The embattled retailer, which appointed administrators for its UK business in early November 2019, said that it “remained in discussions with a number of prospective new debt providers” about refinancing the business.

The group has been trying to leverage new finances all year, having raised £8.7m from investors and agreed £20m worth of new equity with Numis in January.

Refinancing talks may be hamstrung, however, by the news that interim chief executive Glyn Hughes has stepped away from the business.

Hughes replaced former chief executive Mark Newton-Jones in January, but “ruled himself out of the search” for a permanent replacement.

Mothercare said it was “making good progress” in the search for a permanent chief executive and confirmed that the day-to-day running of the business would now be overseen by the chief operating and chief financial officers.

In a wide-ranging note to the City published this morning, Mothercare also confirmed that it had agreed a short-term sub-lease on its Daventry warehouse, which it said would save it around £220,000 a month.

The retailer said it had agreed to surrender the lease on its current Watford head offices by mid-July, which would again reduce costs by some £900,000 a year.

The group also said that its ambition to “become a profitable international franchise operation” was “on track”.

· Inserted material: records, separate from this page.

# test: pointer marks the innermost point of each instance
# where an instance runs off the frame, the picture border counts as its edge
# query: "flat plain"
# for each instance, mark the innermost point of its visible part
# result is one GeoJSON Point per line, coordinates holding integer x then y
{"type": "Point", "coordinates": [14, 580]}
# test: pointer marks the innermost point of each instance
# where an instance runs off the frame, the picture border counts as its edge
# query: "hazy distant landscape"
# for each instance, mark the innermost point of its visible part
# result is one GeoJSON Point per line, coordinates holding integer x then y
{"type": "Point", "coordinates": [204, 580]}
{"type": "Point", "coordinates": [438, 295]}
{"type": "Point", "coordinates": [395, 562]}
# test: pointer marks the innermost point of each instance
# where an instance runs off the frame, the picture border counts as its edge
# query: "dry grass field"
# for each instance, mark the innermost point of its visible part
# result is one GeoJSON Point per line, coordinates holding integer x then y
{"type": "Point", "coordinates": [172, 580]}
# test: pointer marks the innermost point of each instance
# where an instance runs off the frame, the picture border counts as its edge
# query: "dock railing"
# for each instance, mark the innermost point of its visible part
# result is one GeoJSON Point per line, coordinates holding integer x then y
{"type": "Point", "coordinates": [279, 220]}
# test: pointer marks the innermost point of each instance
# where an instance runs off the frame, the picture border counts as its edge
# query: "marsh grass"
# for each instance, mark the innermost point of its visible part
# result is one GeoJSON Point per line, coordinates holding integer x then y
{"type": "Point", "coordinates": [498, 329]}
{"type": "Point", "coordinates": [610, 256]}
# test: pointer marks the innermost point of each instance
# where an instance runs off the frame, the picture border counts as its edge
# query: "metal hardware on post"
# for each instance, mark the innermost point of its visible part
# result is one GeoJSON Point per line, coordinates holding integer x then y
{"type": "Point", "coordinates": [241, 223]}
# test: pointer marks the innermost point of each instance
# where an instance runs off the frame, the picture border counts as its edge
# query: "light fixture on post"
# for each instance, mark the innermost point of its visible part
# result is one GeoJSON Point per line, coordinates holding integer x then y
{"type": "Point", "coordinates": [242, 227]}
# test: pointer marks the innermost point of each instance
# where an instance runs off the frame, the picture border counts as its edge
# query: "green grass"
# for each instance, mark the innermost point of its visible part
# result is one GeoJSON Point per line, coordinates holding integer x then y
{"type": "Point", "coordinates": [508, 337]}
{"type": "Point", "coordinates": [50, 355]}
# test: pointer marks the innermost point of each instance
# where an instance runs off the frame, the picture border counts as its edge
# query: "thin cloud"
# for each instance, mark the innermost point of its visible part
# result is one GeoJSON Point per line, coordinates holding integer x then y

Mothercare chair Clive Whiley said: “I would like to thank our colleagues, franchise partners, manufacturing partners, lenders and all stakeholders for their continued support in these most extraordinary of times.

“As a result of their support, we remain on track with the plans we set out at the end of March. We are finalising our arrangements with both our existing franchise partners and Boots as our new UK franchise partner, and will make further announcements in due course. Our discussions with various other financing partners also continue constructively.

“We have carefully managed our business over the past three months, to mitigate the impact of the Covid-19 pandemic on our cash flows and liquidity during this period of global crisis, which is reflected in our unchanged bank debt position since March.

“Whilst we have not been immune to temporary store closures in almost all of our territories over the period, I am pleased that we are seeing the reopening of our partners’ stores. At the same time, we continue to take action to reduce our cost base and address legacy issues, helping with our return to being a profitable and sustainable business.

“Finally, I would like to thank Glyn Hughes, both personally and on behalf of the board. Glyn has, initially as CFO and latterly as interim chief executive, been instrumental in driving much of the significant financial and strategic change in the group over his time at Mothercare. We wish him well with his future endeavours.”